Cela semblait un peu bizarre de la part d'un psychologue spécialisé en pathologie criminelle.
Cela semblait aussi étrange de la part d'un homme tellement porté sur l'empathie.
Après tout, comment savait-il si elle ou Trudy voulaient recevoir des câlins ou pas ? Il n'avait même pas pris la peine de demander.
En quoi est-ce empathique ?
Riley ne pouvait s'empêcher de penser que le gars était bidon au fond.

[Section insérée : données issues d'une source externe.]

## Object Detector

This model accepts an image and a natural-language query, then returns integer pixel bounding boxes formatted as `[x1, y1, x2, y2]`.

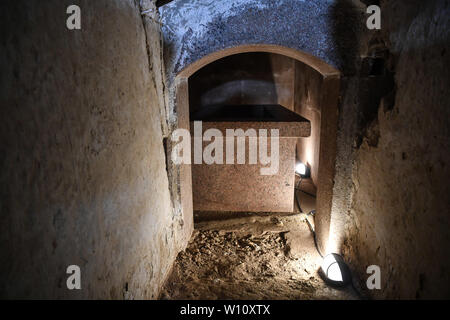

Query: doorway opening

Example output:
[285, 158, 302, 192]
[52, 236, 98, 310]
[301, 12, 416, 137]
[163, 45, 340, 298]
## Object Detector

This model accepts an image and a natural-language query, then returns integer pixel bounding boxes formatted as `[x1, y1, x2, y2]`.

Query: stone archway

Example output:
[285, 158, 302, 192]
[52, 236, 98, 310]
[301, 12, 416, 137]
[174, 44, 340, 252]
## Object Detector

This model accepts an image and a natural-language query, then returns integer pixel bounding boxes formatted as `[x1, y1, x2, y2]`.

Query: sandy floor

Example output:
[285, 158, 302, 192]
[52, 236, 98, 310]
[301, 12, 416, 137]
[160, 185, 357, 299]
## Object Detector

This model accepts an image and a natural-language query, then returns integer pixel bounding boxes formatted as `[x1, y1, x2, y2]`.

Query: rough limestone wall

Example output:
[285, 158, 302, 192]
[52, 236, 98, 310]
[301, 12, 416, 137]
[343, 0, 450, 298]
[0, 0, 183, 299]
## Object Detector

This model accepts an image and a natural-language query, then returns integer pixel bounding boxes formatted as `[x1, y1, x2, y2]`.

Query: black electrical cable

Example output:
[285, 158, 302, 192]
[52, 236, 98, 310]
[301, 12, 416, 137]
[294, 186, 363, 299]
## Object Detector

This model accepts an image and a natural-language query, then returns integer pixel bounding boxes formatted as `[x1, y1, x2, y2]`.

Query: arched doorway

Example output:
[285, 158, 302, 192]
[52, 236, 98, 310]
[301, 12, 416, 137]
[174, 44, 340, 252]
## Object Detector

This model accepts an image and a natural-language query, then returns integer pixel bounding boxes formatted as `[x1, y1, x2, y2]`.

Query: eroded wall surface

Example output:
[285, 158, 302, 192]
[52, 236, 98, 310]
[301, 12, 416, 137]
[0, 0, 185, 299]
[344, 1, 450, 298]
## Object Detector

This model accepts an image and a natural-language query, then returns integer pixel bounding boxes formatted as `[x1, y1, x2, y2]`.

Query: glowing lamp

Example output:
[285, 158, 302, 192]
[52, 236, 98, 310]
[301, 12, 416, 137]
[295, 162, 310, 178]
[320, 253, 351, 287]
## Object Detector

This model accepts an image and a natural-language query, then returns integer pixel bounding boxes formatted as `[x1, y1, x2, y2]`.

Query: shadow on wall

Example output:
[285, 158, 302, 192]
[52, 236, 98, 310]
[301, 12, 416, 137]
[330, 0, 364, 76]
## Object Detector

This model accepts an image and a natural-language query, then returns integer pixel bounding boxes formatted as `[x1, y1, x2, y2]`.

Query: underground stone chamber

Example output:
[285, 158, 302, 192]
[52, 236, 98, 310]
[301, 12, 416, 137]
[0, 0, 450, 299]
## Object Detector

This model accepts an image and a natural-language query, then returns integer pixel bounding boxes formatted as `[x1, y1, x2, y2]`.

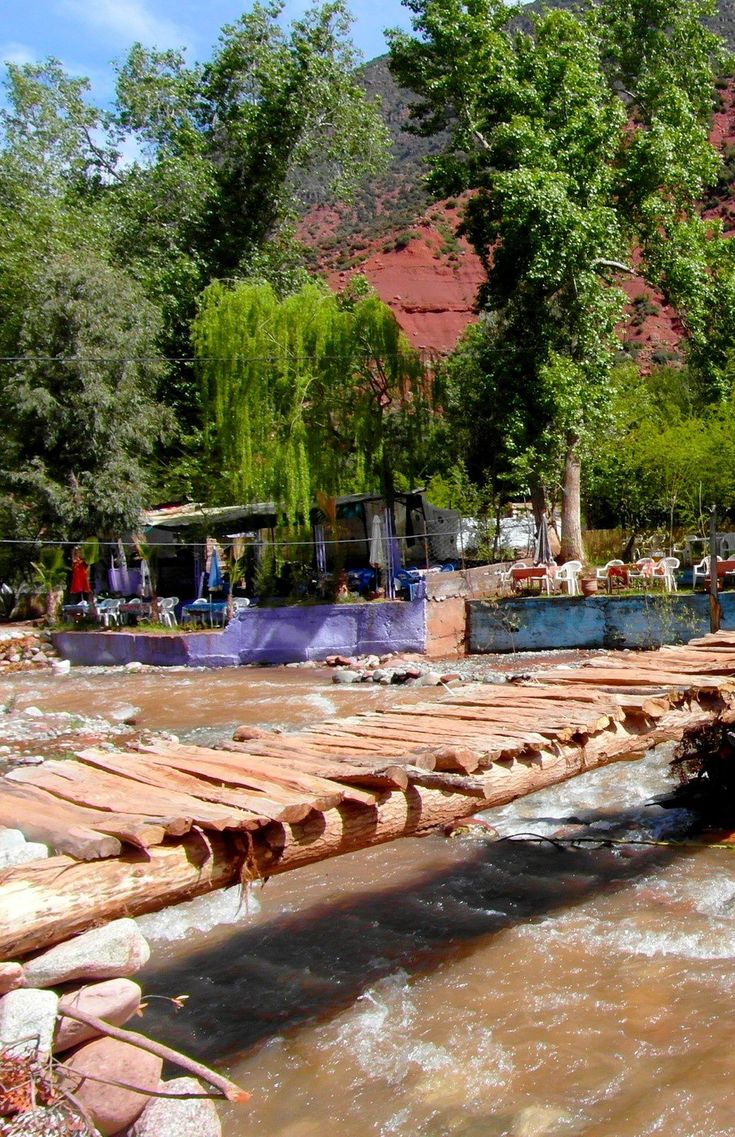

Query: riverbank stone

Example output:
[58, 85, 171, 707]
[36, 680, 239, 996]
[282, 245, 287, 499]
[61, 1041, 163, 1137]
[0, 962, 25, 995]
[24, 916, 150, 987]
[0, 988, 59, 1057]
[0, 840, 49, 871]
[53, 979, 142, 1052]
[130, 1078, 222, 1137]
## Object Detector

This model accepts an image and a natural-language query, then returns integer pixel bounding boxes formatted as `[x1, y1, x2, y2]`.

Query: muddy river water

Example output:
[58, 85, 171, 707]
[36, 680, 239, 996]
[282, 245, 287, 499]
[0, 669, 735, 1137]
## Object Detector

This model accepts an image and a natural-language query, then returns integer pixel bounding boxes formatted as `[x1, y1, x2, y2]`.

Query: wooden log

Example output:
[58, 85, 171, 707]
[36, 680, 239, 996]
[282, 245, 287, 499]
[0, 779, 122, 861]
[218, 741, 408, 789]
[76, 747, 270, 829]
[0, 775, 166, 860]
[0, 699, 729, 958]
[135, 742, 366, 810]
[133, 754, 338, 820]
[408, 766, 492, 802]
[7, 762, 251, 832]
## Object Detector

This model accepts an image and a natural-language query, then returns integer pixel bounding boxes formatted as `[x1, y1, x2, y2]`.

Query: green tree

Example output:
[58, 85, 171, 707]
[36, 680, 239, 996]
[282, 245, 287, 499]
[195, 282, 432, 517]
[391, 0, 718, 556]
[0, 254, 172, 540]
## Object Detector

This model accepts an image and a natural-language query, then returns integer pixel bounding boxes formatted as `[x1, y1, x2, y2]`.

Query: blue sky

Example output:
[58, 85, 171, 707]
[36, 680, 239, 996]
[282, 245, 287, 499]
[0, 0, 418, 100]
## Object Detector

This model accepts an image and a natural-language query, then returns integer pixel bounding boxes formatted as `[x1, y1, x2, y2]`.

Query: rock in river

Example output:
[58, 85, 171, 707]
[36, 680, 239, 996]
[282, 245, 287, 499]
[24, 918, 150, 987]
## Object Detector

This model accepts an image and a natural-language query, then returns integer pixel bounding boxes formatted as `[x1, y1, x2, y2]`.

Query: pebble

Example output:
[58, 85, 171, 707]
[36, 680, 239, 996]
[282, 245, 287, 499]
[131, 1078, 222, 1137]
[332, 670, 362, 683]
[53, 979, 142, 1051]
[61, 1036, 163, 1137]
[0, 988, 59, 1055]
[0, 829, 25, 856]
[24, 918, 150, 986]
[0, 963, 24, 995]
[0, 841, 49, 870]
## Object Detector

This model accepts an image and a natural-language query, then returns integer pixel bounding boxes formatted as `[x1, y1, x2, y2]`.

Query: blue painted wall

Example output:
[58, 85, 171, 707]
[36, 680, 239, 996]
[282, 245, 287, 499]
[53, 600, 427, 667]
[468, 592, 735, 653]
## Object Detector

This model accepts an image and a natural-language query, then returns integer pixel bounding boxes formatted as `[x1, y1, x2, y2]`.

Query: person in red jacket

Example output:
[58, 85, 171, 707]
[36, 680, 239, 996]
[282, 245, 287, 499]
[69, 548, 92, 601]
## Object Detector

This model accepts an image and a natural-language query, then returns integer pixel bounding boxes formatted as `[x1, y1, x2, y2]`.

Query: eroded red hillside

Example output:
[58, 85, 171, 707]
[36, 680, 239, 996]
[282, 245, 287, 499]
[300, 84, 735, 370]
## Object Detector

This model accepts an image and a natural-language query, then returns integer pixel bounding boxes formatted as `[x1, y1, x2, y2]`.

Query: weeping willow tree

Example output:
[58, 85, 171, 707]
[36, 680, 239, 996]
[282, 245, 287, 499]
[193, 282, 433, 518]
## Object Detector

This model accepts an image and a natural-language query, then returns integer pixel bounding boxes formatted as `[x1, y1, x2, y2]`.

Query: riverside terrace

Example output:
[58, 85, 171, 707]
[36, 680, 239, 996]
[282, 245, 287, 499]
[53, 582, 735, 667]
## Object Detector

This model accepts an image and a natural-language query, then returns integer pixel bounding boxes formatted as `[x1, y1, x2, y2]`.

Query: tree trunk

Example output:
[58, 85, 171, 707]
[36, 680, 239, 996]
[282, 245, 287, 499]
[529, 481, 546, 532]
[561, 434, 585, 561]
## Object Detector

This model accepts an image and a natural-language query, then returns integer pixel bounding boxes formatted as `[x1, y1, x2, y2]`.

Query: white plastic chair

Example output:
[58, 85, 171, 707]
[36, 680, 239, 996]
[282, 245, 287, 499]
[158, 596, 179, 628]
[692, 557, 722, 588]
[97, 597, 123, 628]
[554, 561, 581, 596]
[595, 561, 625, 580]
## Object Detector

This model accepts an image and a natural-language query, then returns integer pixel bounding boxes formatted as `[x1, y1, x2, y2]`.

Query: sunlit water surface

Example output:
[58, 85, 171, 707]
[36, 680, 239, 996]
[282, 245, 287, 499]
[2, 669, 735, 1137]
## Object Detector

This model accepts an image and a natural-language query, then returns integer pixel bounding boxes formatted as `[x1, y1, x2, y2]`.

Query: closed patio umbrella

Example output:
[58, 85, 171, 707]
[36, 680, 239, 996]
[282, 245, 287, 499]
[534, 514, 554, 565]
[207, 549, 224, 592]
[369, 513, 386, 569]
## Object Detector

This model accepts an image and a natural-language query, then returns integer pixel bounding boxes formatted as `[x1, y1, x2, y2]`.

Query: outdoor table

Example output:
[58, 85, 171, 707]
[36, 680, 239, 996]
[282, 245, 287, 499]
[181, 600, 228, 628]
[61, 600, 90, 620]
[704, 561, 735, 589]
[511, 565, 551, 594]
[608, 565, 630, 592]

Néanmoins, elle se tint là, stoïque, tandis que les élèves défilaient pour lui faire un câlin de sympathie. Certains pleuraient. Et elle pouvait voir que cette attention ne gênait pas du tout Trudy. Elle continuait de sourire malgré ses larmes à chaque câlin.
C'est peut-être juste moi, pensa Riley.
Y avait-il quelque chose qui n'allait pas chez elle ?
Elle n'avait peut-être pas les mêmes sentiments que les autres personnes.
Bientôt, tous les câlins furent finis, et la plupart des étudiants avaient quitté la salle, y compris Trudy. Ainsi que le Dr. Zimmerman.
Riley était contente d'avoir un moment, seule avec le Dr. Hayman. Elle marcha jusqu'à lui.
— Merci pour la discussion sur la culpabilité et la responsabilité, lui dit-elle. J'avais vraiment besoin d'entendre ça.
Il lui sourit.
— Content d'avoir aidé, lui répondit-il. Je sais que cela doit être très dur pour vous.
Riley baissa la tête un moment, rassemblant son courage pour dire quelque chose qu'elle voulait vraiment dire.
— Dr. Hayman, dit-elle enfin, vous ne vous en rappelez probablement pas, mais j'étais dans votre cours d'introduction à la psycho lors de ma première année.
— Je m'en souviens, lui dit-il.
Riley ravala sa nervosité pour lui répondre.
— Eh bien, j'ai toujours voulu vous dire... vous m'avez vraiment inspirée à faire une licence en psychologie.
Hayman avait l'air un peu surpris à présent.
—Waouh, dit-il, cela fait vraiment plaisir à entendre. Merci.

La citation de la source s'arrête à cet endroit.